Sid was shivering like a leaf. He ran for his saddle roll and slipped on the fleece-lined coat, glad of its shelter. Then they unrolled the tarp, fighting it in the wind and the dark like some wild thing, until it was finally anchored and rose at a steep slant like a sort of bear den. Under it they laid their sleeping rigs and then picked up Scotty, bag and all, and carried him over. Aside from a sleepy grunt or two, he slept right through it! The dogs were glad enough to follow them in and curl up again, backed up against the sleeping bags.

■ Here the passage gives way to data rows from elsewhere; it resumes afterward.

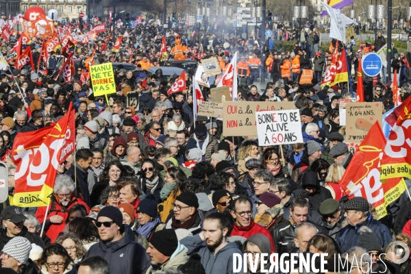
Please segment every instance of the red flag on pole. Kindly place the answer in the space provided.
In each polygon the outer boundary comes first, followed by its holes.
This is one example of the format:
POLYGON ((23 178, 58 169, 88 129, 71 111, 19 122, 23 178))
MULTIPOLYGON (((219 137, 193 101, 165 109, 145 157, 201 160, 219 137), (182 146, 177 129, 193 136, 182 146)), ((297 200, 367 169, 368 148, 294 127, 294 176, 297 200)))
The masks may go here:
POLYGON ((14 196, 10 203, 21 207, 49 203, 57 169, 75 149, 75 114, 71 110, 49 127, 19 133, 12 159, 17 166, 14 196))
MULTIPOLYGON (((377 219, 387 214, 386 207, 406 190, 402 178, 380 179, 380 155, 386 140, 378 121, 371 128, 353 156, 339 185, 349 199, 362 197, 375 208, 377 219)), ((382 173, 381 174, 382 175, 382 173)))
POLYGON ((357 97, 358 101, 364 102, 364 84, 362 83, 362 66, 361 65, 361 58, 358 58, 358 71, 357 72, 357 97))
MULTIPOLYGON (((71 52, 55 79, 57 79, 60 76, 62 78, 63 84, 68 83, 71 82, 71 78, 74 75, 74 60, 73 60, 73 53, 71 52)), ((60 82, 61 83, 62 82, 60 81, 60 82)))
POLYGON ((401 96, 398 91, 398 81, 397 79, 397 71, 394 71, 394 78, 393 79, 393 99, 394 106, 401 105, 401 96))
POLYGON ((49 70, 47 69, 47 61, 49 60, 49 53, 47 52, 47 45, 46 45, 45 39, 43 39, 43 43, 40 53, 40 57, 38 58, 38 71, 42 73, 47 75, 49 70))
POLYGON ((112 51, 119 52, 119 50, 120 49, 120 46, 121 45, 122 40, 123 40, 123 36, 120 36, 117 38, 117 40, 116 40, 116 44, 114 45, 114 47, 113 47, 112 51))
POLYGON ((172 95, 173 93, 176 93, 179 91, 186 90, 187 89, 187 86, 186 86, 186 72, 183 71, 182 75, 177 78, 175 82, 171 88, 167 91, 167 95, 172 95))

“You remember how we batted the snow off the rag house walls up in Montana, Sid?” queried Big John as he crawled into his bag again. “Waal, same stunt here. Reach up an arm an’ hit her a good poke when she sags too much. There won’t be nawthin’ but sand hyarabouts, come morning.”

They dozed off to sleep. Sid awoke before dawn with a sense of some great body pressing down on him. A howling tempest was raging down the gulch; sand in sheets and clouds swirled by. Overhead the tarp sagged down on them all, and, pushing up on it, he found it immovable. His exertions wakened Big John and incidentally jammed an elbow into Scotty’s face so that that exemplary sleeper arose, spluttering and spitting sand out of his mouth.

“Wh—wha—what’s happenin’?” he mumbled. “I dreamed the Grand Canyon had caved in on me——”

“Sho’ has! Turn out an’ shove, old settler,” grunted Big John as the three put their shoulders to it. There seemed to be a ton of sand on that roof, and it would not slide off in the docile way that snow did. It lay heavy and inert, to sag back again as soon as a shoulder was withdrawn.